Como é que o colesterol está relacionado com o risco cardiovascular?
O colesterol desempenha um papel crucial no desenvolvimento da aterosclerose , que resulta no aparecimento de placas de gordura na parede das artérias, estreitando-as e aumentando o risco de eventos cardíacos. Níveis elevados de colesterol-LDL são particularmente preocupantes, uma vez que contribuem significativamente para a formação de placas, enquanto o colesterol-HDL ajuda a remover o excesso de colesterol da corrente sanguínea.
Quando combinado com outros fatores de risco cardiovascular, o colesterol acelera e promove a aterosclerose e aumenta o risco de eventos cardiovasculares. Mesmo na ausência de outros fatores de risco, o colesterol extremamente elevado (nomeadamente valores de colesterol LDL >190mg/dL) pode, por si só, conduzir a doenças cardiovasculares, se os níveis se mantiverem elevados durante vários anos.
Não existe um valor abaixo do qual se possa dizer que o colesterol é normal! Existem vários estudos que demonstram que as pessoas que nascem com determinadas mutações genéticas podem ter colesterol-LDL na ordem dos 20-40mg/dL sem desenvolverem quaisquer complicações decorrentes destes níveis baixos. Para além disso, as pessoas com estes níveis baixos tendem a viver mais tempo sem desenvolverem doenças cardiovasculares. Também os níveis de colesterol no recém-nascido são muito baixos, cerca de 30-70 mg/dL, sem quaisquer implicações no seu desenvolvimento futuro.
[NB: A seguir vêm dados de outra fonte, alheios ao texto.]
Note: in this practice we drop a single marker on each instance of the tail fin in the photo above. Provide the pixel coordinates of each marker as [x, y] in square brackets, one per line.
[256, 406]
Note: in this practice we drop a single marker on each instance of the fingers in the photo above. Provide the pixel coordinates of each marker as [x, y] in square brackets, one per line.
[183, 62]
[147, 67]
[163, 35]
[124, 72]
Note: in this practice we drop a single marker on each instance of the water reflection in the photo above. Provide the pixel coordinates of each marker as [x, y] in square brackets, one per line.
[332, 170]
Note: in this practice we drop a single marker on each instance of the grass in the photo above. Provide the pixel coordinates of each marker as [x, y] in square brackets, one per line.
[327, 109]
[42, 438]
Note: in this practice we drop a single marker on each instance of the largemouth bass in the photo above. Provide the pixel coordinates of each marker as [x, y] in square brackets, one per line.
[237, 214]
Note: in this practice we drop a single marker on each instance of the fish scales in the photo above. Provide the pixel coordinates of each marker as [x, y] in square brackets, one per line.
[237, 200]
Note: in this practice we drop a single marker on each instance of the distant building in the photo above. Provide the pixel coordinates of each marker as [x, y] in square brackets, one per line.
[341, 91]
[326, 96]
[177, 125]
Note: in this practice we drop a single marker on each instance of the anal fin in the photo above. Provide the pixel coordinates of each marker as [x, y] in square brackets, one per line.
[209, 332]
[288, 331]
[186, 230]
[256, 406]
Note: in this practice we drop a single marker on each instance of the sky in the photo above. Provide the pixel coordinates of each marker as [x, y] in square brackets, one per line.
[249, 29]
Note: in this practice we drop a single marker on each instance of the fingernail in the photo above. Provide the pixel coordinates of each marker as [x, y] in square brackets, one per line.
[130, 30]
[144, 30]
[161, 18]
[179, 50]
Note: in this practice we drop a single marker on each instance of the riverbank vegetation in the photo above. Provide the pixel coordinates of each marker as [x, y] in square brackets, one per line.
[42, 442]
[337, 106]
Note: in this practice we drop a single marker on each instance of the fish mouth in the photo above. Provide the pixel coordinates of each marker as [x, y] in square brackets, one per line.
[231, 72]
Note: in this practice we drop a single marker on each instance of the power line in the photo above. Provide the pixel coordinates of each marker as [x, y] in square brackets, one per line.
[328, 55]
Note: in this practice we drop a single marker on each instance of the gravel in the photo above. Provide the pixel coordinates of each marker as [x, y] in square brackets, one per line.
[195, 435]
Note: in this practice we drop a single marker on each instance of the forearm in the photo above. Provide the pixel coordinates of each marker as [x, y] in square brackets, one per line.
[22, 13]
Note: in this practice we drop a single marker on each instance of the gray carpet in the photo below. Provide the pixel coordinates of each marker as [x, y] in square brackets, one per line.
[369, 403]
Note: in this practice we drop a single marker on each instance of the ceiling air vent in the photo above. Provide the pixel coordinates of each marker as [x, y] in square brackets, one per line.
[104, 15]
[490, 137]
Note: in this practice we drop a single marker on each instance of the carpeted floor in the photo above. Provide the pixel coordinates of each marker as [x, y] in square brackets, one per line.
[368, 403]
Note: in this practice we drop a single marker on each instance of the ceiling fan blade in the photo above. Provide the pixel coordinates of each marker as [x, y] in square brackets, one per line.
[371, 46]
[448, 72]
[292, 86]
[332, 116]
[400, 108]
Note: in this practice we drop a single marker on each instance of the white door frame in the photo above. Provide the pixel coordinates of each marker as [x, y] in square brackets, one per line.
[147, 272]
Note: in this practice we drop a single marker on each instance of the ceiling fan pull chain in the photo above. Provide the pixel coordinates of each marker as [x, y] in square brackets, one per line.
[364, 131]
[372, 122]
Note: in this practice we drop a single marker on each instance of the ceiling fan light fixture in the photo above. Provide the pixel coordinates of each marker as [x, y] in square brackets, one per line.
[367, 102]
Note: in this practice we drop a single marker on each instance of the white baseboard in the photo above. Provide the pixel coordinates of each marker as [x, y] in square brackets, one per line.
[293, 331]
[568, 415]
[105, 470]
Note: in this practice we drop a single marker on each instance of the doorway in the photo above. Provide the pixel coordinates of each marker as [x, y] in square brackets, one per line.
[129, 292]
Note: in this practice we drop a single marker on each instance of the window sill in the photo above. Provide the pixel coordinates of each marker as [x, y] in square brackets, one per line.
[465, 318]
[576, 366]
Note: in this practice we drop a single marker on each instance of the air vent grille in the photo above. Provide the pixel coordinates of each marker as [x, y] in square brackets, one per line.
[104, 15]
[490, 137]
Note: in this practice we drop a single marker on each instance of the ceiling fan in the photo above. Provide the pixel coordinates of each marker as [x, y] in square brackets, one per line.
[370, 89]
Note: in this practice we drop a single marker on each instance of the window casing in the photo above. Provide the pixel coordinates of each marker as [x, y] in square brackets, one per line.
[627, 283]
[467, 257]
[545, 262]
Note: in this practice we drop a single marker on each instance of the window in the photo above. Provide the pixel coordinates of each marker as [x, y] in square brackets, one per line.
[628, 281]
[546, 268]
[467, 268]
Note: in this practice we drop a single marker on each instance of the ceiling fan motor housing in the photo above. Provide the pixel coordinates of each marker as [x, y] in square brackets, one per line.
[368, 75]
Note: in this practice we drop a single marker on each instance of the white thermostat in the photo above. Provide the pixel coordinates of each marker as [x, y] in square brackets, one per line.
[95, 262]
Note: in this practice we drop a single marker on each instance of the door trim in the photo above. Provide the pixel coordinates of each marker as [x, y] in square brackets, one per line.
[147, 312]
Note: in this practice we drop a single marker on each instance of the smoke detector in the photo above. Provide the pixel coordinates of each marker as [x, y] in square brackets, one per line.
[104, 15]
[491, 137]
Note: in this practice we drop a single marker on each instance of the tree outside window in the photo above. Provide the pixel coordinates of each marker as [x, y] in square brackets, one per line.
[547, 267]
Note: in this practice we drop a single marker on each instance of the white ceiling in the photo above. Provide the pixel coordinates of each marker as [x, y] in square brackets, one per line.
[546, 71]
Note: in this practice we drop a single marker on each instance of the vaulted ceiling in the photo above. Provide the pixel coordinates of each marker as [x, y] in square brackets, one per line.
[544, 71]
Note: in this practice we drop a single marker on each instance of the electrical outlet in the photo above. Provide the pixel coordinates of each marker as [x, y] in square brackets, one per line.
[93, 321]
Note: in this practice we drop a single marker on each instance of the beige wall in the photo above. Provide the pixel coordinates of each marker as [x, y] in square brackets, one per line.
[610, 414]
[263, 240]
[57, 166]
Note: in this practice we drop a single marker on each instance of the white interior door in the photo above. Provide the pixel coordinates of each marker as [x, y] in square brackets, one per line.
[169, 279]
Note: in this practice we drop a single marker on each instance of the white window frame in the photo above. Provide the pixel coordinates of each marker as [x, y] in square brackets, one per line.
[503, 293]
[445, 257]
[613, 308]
A relação entre os níveis de colesterol e o risco cardiovascular é diretamente proporcional. Por outras palavras, à medida que os níveis de colesterol aumentam, também aumenta o risco e, inversamente, níveis mais baixos correspondem a uma menor probabilidade de desenvolver doenças cardiovasculares.
Quais são os valores ideais de colesterol?
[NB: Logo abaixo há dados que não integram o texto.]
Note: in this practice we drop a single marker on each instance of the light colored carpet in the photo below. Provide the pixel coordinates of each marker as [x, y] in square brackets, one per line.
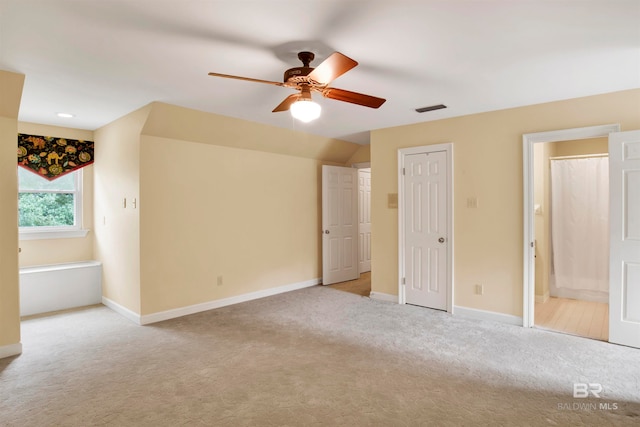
[316, 356]
[360, 286]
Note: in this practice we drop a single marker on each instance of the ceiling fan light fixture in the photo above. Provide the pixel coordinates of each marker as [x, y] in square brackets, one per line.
[305, 110]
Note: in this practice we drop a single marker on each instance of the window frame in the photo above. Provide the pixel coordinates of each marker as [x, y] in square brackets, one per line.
[62, 231]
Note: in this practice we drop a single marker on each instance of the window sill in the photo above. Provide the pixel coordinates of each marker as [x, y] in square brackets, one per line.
[52, 234]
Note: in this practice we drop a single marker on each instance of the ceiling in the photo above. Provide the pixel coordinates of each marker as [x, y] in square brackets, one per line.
[100, 60]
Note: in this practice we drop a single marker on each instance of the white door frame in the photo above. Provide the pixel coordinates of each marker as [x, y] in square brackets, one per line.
[529, 237]
[402, 153]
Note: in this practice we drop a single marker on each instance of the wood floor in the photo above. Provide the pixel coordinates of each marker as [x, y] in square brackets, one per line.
[583, 318]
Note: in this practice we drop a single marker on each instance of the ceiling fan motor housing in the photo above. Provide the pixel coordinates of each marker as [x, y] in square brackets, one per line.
[305, 58]
[292, 73]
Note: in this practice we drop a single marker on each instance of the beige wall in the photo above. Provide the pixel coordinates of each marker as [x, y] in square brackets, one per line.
[363, 155]
[11, 91]
[117, 228]
[488, 166]
[248, 216]
[52, 251]
[216, 196]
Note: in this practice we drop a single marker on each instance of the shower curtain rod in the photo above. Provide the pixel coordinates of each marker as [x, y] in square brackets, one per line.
[581, 156]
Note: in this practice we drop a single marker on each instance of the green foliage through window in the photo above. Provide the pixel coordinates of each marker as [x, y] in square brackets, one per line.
[45, 209]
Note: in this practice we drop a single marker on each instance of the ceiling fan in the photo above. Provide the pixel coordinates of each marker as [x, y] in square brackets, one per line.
[306, 79]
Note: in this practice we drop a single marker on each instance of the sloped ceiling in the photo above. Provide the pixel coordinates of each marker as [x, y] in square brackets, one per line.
[100, 60]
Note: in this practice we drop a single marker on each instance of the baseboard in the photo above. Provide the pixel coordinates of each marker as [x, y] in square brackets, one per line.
[474, 313]
[10, 350]
[123, 311]
[210, 305]
[542, 298]
[379, 296]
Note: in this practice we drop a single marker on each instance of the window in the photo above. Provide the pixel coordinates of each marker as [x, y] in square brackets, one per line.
[49, 209]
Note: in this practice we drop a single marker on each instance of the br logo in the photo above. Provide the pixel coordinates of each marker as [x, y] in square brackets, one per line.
[583, 390]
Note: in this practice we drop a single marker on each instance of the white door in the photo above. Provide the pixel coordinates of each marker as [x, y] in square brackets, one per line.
[624, 258]
[364, 220]
[425, 222]
[339, 224]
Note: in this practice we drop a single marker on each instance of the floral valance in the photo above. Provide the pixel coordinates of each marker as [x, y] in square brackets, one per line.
[52, 157]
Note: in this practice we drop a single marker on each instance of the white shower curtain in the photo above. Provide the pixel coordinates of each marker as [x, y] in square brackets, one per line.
[580, 228]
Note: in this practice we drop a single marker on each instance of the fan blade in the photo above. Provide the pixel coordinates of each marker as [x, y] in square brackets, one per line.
[353, 97]
[331, 68]
[284, 105]
[228, 76]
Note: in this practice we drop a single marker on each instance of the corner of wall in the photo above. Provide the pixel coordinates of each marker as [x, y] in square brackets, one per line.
[11, 85]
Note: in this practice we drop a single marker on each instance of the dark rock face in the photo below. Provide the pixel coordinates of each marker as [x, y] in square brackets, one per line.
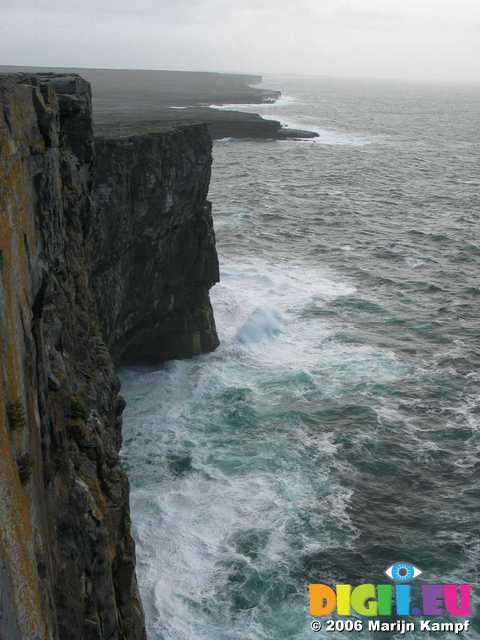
[154, 248]
[67, 558]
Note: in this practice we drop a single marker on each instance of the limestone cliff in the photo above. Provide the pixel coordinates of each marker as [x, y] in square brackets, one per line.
[77, 280]
[151, 193]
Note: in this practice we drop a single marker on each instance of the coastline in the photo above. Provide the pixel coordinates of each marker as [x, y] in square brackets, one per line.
[129, 103]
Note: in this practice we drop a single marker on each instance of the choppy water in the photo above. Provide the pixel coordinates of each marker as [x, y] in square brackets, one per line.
[336, 429]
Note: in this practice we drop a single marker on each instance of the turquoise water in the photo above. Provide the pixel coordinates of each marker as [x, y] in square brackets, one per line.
[336, 429]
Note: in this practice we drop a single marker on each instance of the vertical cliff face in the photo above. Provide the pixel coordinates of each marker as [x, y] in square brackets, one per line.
[67, 293]
[154, 249]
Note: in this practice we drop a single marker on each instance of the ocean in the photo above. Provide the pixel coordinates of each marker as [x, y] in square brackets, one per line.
[335, 431]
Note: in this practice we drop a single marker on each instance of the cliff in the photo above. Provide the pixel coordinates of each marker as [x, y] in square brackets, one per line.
[80, 282]
[151, 194]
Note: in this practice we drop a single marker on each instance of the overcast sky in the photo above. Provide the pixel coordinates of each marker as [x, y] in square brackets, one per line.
[408, 39]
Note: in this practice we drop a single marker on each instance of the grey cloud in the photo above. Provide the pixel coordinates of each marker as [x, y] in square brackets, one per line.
[414, 39]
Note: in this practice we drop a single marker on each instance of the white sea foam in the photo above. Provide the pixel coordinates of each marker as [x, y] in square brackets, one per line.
[325, 136]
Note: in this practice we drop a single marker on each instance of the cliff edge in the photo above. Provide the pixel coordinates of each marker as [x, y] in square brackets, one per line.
[107, 252]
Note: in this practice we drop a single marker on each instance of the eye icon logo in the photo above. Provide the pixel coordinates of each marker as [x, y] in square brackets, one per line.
[402, 572]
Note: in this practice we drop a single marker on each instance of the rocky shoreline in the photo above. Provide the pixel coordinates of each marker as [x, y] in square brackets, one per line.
[134, 102]
[107, 253]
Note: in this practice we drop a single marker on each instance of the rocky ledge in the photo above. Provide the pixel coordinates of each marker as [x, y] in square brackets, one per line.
[107, 254]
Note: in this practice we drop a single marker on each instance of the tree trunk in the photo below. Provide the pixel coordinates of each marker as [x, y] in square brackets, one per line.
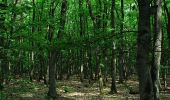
[157, 49]
[52, 54]
[143, 50]
[113, 61]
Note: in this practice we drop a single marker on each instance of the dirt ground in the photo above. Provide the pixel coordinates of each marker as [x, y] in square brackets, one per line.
[73, 89]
Regra geral, quanto mais baixo for o valor, melhor. Idealmente, numa pessoa sem qualquer outro fator de risco, assume-se como limite máximo aceitável um colesterol-LDL de 100 mg/d, mas valores mais baixos podem ser considerados ótimos para a prevenção de doenças cardiovasculares. Como referido, valores de colesterol-LDL entre 20-40 mg/dL estão associados a mais anos de vida livre de eventos cardiovasculares.
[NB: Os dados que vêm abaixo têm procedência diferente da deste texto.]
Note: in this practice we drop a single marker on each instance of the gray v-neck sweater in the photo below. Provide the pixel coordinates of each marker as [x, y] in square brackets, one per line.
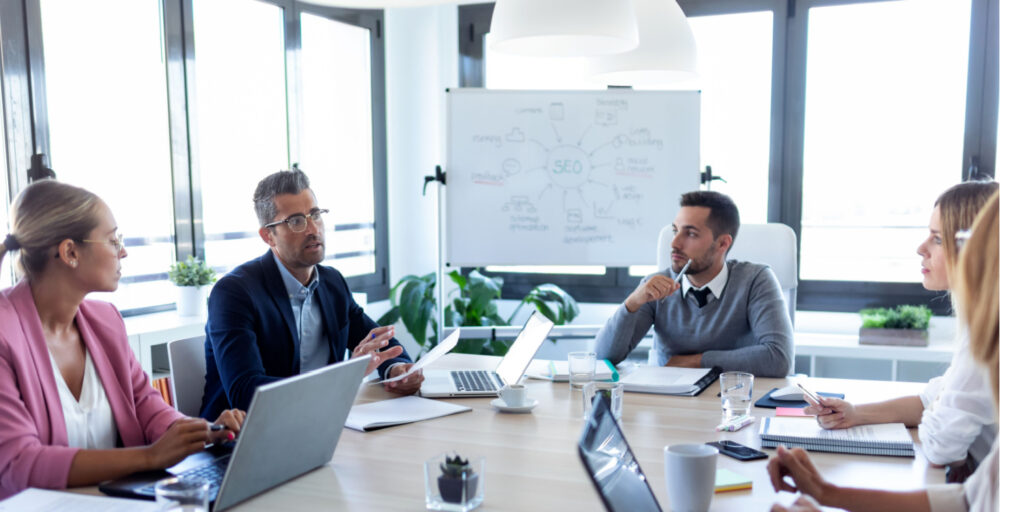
[747, 330]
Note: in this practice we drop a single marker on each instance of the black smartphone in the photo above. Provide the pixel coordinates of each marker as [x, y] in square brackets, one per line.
[737, 451]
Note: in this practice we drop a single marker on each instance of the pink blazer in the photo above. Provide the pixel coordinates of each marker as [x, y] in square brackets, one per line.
[34, 450]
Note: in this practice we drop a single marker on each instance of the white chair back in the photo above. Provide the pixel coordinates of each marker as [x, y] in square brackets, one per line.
[187, 360]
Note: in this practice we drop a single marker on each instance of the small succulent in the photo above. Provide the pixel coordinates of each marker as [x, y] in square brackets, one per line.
[192, 272]
[456, 467]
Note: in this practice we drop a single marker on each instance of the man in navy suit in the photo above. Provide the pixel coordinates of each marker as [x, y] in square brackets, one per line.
[284, 313]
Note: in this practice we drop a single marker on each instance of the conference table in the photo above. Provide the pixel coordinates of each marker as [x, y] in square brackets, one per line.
[531, 461]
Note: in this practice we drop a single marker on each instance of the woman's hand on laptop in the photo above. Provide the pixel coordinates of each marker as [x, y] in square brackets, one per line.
[409, 384]
[184, 437]
[227, 426]
[377, 339]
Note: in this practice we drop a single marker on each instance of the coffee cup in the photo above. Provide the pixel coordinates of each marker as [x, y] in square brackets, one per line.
[513, 395]
[689, 474]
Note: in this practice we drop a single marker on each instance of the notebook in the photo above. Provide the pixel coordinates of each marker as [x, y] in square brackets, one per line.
[670, 380]
[453, 383]
[885, 438]
[292, 427]
[611, 466]
[367, 417]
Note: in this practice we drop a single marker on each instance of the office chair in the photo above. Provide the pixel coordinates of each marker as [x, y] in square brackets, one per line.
[187, 360]
[772, 244]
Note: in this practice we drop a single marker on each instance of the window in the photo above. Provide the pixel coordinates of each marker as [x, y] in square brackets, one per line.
[337, 137]
[884, 133]
[109, 128]
[242, 113]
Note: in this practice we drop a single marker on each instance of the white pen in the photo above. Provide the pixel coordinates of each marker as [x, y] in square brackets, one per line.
[679, 279]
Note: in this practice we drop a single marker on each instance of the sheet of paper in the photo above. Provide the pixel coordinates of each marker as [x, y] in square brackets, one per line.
[382, 414]
[442, 348]
[33, 500]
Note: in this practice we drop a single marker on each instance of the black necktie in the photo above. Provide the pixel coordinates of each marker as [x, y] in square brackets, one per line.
[700, 295]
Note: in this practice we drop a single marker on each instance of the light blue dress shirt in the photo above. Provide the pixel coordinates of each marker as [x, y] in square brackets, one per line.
[313, 348]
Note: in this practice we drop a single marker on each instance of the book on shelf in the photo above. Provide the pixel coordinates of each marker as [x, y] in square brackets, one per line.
[885, 438]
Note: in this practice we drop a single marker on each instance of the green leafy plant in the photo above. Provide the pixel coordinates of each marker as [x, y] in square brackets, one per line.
[904, 316]
[472, 303]
[192, 272]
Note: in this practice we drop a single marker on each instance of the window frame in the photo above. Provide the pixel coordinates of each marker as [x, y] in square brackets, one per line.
[790, 44]
[25, 114]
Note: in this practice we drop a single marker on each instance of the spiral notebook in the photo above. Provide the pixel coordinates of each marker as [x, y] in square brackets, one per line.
[885, 438]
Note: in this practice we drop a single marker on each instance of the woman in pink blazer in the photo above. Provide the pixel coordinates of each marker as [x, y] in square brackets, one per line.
[69, 247]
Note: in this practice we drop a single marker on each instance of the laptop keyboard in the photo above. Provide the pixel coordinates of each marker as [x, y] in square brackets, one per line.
[212, 473]
[474, 380]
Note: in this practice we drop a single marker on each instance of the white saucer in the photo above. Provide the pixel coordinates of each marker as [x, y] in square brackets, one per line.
[525, 408]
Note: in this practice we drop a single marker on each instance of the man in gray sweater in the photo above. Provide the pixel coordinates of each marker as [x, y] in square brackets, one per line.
[729, 314]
No caso de indivíduos com múltiplos fatores de risco, os objetivos tendem a ser mais ambiciosos e justifica uma abordagem mais agressiva na redução do colesterol. Nestes casos, níveis de colesterol-LDL inferiores a 70 mg/dL podem reduzir significativamente o risco de complicações cardíacas.
Adicionalmente e em pessoas com doença cardiovascular estabelecida, sugere-se que os níveis de colesterol-LDL persistam abaixo de 55 mg/d, evitando assim a evolução da doença e novos eventos agudos.
Como atingir os objetivos ideais de colesterol?
A primeira recomendação, e que é universal, passa pelas medidas de estilo de vida, que incluem uma dieta adequada para o coração, rica em frutas, vegetais, hortícolas, cereais integrais, peixe e gorduras saudáveis, juntamente com atividade física regular e manutenção de um peso ideal.

Adicionalmente, e quando o risco cardiovascular é elevado, para atingir os objetivos de colesterol recomendados, deve ser considerada medicação crónica e os potenciais benefícios e riscos da mesma devem ser discutidos com o médico.
Atualmente existem várias opções de medicação disponíveis, sendo a classe mais utilizada e generalizada as estatinas. No entanto, para os doentes que não toleram as estatinas ou mantêm os níveis de colesterol elevados, apesar do tratamento, existem hoje várias alternativas, que incluem a ezetimiba, os inibidores da PCSK9, o inclisiran e o ácido bempedóico. Estes medicamentos são complementos eficazes às estatinas que ajudam a controlar os níveis de colesterol e reduzem o risco de eventos cardiovasculares.